Bahkan hal-hal yang tidak mencerminkan nilai spiritualitas, dan kemanusian dipandang sebagai sesuatu yang natural sehingga tidak apa-apa terus diproduksi, seperti hoax, tidak apa terus dinampakkan seperti, aksi-aksi kekerasan tidak sedikit yang sengaja melalui live streaming sengaja dipertontonkan. Atau tindakan-tindakan asusila pun sengaja dinampakkan, terkesan dalam hidup ini tidak ada lagi rahasia baik yang bersifat private maupun yang menyangkut bagian tubuh yang sensitif dalam perspektif ajaran Islam.

Jadi banyak hal yang ditimbulkan oleh kapitalisme global, hanya saja kita nampak diam, tidak ada perlawanan keras seperti perlawanan terhadap komunisme. Namun tentu saja, saya pun selaku penulis menyadari, karena mungkin sebagaimana kesimpulan Fukuyama, kapitalisme terkesan telah memenangkan pertarungan, maka sulit lagi dihilangkan.

Jika memang sulit dihilangkan, maka saya menawarkan untuk mengendalikan. Salah satu cara untuk mengendalikannya adalah dengan melakukan transformasi nilai puasa Ramadan. Transformasi nilai, saya maksudkan agar nilai dan makna, serta fungsional puasa yang dilakukan selama satu bulan lamanya, apalagi dalam tinjauan filosofi habits, jangan hanya berdampak dalam bentuk pencapaian pahala yang kelak akan bermuara pada surga, atau hanya lebih pada fungsi kesehatan mental dan fisik personal semata, tetapi bagaimana nilai-nilai itu dikontesktualisasikan dalam kehidupan sehari-hari melalui sikap, perilaku atau perbuatan dan menjadi solusi atas problem sosial.

Puasa sesungguhnya secara hakiki mengajarkan pengendalian diri atau mencegah nafsu duniawi. Hal ini, dipandang sangat efektif melawan hasrat bahkan mesin hasrat yang menjadi sasaran kendali utama dari kapitalisme global. Puasa pun tentunya dipahami mampu untuk menyeimbangkan diri bukan hanya berkiblat pada duniawi dengan segala keterpesonaannya, tetapi memfokuskan diri secara lebih terhadap Sang Maha Kuasa: Allah. Nilai-nilai inilah yang harus ditransformasi untuk mengendalikan dampak daripada kapitalisme global.
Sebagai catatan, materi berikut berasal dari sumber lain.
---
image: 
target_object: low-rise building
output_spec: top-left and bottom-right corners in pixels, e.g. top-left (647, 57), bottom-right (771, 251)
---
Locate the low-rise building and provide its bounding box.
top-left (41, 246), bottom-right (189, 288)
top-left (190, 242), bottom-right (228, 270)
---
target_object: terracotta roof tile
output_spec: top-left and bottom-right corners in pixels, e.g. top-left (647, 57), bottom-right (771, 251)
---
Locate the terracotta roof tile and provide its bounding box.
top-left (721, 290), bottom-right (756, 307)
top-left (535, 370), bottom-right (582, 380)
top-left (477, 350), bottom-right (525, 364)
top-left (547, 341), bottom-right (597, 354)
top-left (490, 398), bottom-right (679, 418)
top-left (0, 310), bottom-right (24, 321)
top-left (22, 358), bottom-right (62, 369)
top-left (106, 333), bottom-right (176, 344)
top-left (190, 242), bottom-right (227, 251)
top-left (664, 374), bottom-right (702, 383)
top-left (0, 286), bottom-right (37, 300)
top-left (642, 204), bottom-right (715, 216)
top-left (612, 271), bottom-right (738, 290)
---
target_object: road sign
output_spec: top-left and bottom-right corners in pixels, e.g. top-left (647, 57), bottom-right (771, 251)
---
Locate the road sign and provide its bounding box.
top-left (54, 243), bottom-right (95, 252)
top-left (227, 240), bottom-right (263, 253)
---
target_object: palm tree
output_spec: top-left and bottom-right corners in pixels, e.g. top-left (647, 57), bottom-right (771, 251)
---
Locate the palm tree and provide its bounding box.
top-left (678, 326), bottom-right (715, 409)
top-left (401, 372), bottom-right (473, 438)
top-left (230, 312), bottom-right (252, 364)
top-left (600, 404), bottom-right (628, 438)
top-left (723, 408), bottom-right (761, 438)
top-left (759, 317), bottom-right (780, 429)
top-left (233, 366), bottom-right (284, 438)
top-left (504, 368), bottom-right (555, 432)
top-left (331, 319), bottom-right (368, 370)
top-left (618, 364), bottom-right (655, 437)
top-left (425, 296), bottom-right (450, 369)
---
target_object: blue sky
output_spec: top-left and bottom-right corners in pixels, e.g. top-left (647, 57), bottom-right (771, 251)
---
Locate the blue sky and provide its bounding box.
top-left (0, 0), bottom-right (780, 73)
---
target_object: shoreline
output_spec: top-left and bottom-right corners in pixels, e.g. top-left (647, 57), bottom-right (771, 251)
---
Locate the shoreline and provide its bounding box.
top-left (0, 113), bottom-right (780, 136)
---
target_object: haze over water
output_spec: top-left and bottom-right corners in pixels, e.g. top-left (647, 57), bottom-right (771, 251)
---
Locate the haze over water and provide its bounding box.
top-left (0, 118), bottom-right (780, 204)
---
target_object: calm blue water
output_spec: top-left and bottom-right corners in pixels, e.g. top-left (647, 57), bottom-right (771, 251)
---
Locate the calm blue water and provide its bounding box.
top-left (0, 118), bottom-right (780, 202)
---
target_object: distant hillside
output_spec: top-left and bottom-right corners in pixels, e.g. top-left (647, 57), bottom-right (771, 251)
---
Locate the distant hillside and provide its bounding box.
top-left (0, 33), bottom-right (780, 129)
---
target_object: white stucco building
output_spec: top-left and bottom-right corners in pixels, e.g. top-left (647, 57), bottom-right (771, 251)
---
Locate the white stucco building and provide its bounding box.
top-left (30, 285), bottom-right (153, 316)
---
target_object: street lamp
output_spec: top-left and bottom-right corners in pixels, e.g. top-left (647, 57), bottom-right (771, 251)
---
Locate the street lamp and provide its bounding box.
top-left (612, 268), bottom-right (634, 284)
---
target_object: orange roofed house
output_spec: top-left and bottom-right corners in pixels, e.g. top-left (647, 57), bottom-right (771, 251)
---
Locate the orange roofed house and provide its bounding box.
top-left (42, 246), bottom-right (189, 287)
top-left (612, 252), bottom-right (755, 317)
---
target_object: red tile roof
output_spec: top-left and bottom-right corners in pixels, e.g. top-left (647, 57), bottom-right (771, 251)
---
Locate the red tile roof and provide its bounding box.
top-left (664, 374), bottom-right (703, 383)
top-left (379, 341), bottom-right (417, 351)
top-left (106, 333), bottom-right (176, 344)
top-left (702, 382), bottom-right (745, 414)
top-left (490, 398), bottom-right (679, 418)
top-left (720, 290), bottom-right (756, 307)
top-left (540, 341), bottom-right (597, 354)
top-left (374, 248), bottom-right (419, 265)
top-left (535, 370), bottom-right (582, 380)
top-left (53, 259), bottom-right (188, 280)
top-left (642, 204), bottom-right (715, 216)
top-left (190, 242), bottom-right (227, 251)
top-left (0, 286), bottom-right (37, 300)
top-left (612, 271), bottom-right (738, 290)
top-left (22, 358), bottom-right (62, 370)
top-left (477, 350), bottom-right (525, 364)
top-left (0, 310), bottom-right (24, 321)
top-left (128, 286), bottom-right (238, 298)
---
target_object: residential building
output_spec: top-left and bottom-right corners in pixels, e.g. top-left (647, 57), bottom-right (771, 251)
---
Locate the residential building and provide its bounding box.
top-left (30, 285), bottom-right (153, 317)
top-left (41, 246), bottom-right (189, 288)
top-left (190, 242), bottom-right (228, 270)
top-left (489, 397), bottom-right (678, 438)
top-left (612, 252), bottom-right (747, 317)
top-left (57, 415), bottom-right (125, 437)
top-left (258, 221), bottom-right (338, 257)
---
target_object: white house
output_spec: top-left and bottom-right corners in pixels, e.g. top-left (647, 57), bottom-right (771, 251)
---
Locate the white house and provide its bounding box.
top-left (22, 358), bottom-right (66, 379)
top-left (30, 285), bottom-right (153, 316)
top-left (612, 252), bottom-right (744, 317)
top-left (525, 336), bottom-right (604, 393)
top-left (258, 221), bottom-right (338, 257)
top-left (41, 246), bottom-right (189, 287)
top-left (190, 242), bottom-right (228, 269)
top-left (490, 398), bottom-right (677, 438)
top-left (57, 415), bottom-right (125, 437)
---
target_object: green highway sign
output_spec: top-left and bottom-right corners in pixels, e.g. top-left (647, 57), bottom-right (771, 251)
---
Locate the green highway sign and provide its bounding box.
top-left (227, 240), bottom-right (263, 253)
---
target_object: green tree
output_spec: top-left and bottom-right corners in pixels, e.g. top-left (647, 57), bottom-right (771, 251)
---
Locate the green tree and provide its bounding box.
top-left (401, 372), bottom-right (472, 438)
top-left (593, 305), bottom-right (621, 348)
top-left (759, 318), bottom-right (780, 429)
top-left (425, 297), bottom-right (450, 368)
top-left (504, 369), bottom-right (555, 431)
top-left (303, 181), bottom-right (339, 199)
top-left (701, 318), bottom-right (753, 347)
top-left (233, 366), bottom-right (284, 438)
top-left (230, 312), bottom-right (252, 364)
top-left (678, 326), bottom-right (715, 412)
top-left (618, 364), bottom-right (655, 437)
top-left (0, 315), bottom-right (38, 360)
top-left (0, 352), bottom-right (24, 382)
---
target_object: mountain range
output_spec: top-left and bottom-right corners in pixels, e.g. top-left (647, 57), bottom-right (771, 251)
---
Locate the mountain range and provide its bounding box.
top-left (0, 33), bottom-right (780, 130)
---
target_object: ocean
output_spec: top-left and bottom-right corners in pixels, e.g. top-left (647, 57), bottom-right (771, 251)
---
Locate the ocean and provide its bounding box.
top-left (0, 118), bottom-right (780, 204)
Bagi yang sering membaca tema-tema kapitalisme, saya yakin akan mengetahui bahwa masih banyak hal yang belum terungkap melalui tulisan ini, apalagi hanya tulisan yang sifatnya untuk media online. Namun minimal, ini bisa memantik pemahaman dan kesadaran bahwa kapitalisme pun harus dikendalikan, dan ternyata dalam ajaran Islam ada hal, ada ibadah yang bisa dipandang memiliki nilai yang mampu untuk mengendalikannya.

*Mantan Ketua PD. Pemuda Muhammadiyah Bantaeng. Komisioner KPU Kabupaten Banteang Periode 2018-2023.